FIG. 1 shows a conventional XY sliding wrap device. The perspective view and FIG. 2 show a wrap having an amount of protrusion. Figure 6 shows the XY sliding wrap device. FIG. 4(n) is a partial cross-sectional view showing the movement mechanism, FIG. is a diagram showing a grooved surface plate according to the present invention,
FIGS. 9 and 10 are explanatory diagrams for explaining the protrusion amount control method according to the present invention, and FIG. 11 is a diagram showing the droop shape of workpiece 0. 1... Work, 2... Surface plate, 3... Lissajous figure, 4... Holder, 5... Spherical bearing, 6... Rod, 7.9... Bearing, 8 ...Arm, 10...Eccentric shaft, 11...Rotating disk. 12...Feed screw, 13...Feed motor, 14...
- Rotating motor 5, 15... circular surface plate, 16... spherical surface plate, 17.18. ,. 19... Groove with a widening shape on the outer periphery of the surface plate. 】0 Year 1 figure Y Year 2 figure (1) Year 3 figure Year 4 figure Year 5 figure Mosquito off flash

Claims (1)

[Claims] 1. A workpiece is slid on the outer periphery of the polishing surface of the lapping surface plate.

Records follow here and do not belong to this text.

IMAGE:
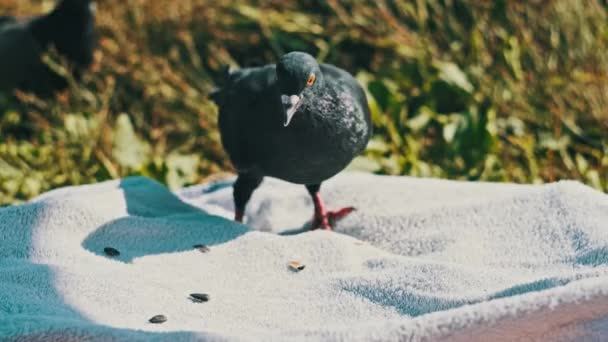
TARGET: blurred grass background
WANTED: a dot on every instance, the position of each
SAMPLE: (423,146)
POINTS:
(490,90)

A grinder characterized by having grooves along the directions (x, y directions) to reduce the polishing efficiency in -1 local areas outside the surface plate. Polishing device. 2. Gradually increase the width of the above groove toward the outer periphery of the surface plate. The patent claim is characterized in that: The polishing device according to scope 1. 166
The sliding vibration of the workpiece is made longer than the length of the lap surface plate.
A polishing device characterized by giving an amount of protrusion of a workpiece from a surface plate and gradually changing the amount of protrusion over time.